In [None]:
import torch
from torch import nn, optim
from torch.utils.data import Dataset, DataLoader, TensorDataset
from torch.nn.utils.rnn import pad_sequence
from sklearn.model_selection import train_test_split
from nltk.corpus import reuters
import nltk
from tqdm import tqdm
nltk.download('reuters')
nltk.download('punkt')

[nltk_data] Downloading package reuters to /root/nltk_data...
[nltk_data]   Package reuters is already up-to-date!
[nltk_data] Downloading package punkt to /root/nltk_data...
[nltk_data]   Package punkt is already up-to-date!


True

In [None]:
import torch
from torch import nn, optim
from torch.utils.data import Dataset, DataLoader, TensorDataset
from torch.nn.utils.rnn import pad_sequence
from sklearn.model_selection import train_test_split
from nltk.corpus import reuters
import nltk
from tqdm import tqdm
nltk.download('reuters')
nltk.download('punkt')

# Preparing the data
sentences = reuters.sents()
sentences = [["<BOS>"] + [word.lower() for word in sentence] + ["<EOS>"] for sentence in sentences]

# Prepare the vocabulary
PAD_TOKEN = "_PAD"
UNK_TOKEN = "_UNK"
word2idx = {PAD_TOKEN: 0, UNK_TOKEN: 1}
for sentence in sentences:
    for word in sentence:
        if word not in word2idx:
            word2idx[word] = len(word2idx)
vocab = word2idx
vocab_size = len(vocab)

idx2word = {idx: word for word, idx in vocab.items()}

# Prepare the datasets
data = [[vocab.get(word, vocab[UNK_TOKEN]) for word in sentence[:-1]] for sentence in sentences]
targets = [[vocab.get(word, vocab[UNK_TOKEN]) for word in sentence[1:]] for sentence in sentences]
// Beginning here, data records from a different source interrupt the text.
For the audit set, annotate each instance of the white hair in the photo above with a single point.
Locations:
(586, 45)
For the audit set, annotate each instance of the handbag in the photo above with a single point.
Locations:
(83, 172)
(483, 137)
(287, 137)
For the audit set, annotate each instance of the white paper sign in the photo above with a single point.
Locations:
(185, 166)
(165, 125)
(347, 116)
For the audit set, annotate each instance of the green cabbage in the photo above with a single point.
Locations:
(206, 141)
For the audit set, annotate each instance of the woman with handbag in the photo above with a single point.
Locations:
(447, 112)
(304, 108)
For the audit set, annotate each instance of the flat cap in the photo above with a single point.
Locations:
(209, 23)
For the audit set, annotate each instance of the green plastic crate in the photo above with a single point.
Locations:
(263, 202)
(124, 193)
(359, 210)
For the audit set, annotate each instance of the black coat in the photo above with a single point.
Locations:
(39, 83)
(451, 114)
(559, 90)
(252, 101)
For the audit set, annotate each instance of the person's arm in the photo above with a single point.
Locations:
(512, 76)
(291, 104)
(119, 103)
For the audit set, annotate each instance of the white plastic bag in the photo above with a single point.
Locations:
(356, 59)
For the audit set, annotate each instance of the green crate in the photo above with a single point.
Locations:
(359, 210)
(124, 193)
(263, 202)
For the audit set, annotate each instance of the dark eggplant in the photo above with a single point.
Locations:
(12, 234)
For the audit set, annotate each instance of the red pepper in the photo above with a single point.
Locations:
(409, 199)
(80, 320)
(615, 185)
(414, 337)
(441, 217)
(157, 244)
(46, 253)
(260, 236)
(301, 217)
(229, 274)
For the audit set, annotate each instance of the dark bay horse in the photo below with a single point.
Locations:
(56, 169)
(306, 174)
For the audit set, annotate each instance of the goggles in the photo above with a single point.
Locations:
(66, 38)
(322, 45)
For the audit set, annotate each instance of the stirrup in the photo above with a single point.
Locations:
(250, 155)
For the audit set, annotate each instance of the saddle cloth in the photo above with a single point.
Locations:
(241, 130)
data_train, data_test, targets_train, targets_test = train_test_split(data, targets, test_size=0.2)

# Define Dataset
class SentenceDataset(Dataset):
    def __init__(self, sentences, targets):
        self.sentences = sentences
        self.targets = targets

    def __len__(self):
        return len(self.sentences)

    def __getitem__(self, idx):
        return torch.tensor(self.sentences[idx]), torch.tensor(self.targets[idx])

# Prepare data loaders
def pad_collate(batch):
    (xx, yy) = zip(*batch)
    xx_pad = pad_sequence(xx, batch_first=True, padding_value=vocab[PAD_TOKEN])
    yy_pad = pad_sequence(yy, batch_first=True, padding_value=vocab[PAD_TOKEN])
    return xx_pad, yy_pad

train_data = SentenceDataset(data_train, targets_train)
test_data = SentenceDataset(data_test, targets_test)
batch_size = 24
train_loader = DataLoader(train_data, batch_size=batch_size, collate_fn=pad_collate)
test_loader = DataLoader(test_data, batch_size=batch_size, collate_fn=pad_collate)

# Define the model
class RNNModel(nn.Module):
    def __init__(self, vocab_size, embedding_dim, hidden_size):
        super().__init__()
        self.embedding = nn.Embedding(vocab_size, embedding_dim, padding_idx=vocab[PAD_TOKEN])
        self.rnn = nn.RNN(embedding_dim, hidden_size, batch_first=True)
        self.fc = nn.Linear(hidden_size, vocab_size)

    def forward(self, x):
        x = self.embedding(x)
        output, _ = self.rnn(x)
        x = self.fc(output)
        return x

# Hyperparameters
embedding_dim = 64
hidden_size = 64

device = torch.device('cuda' if torch.cuda.is_available() else 'cpu')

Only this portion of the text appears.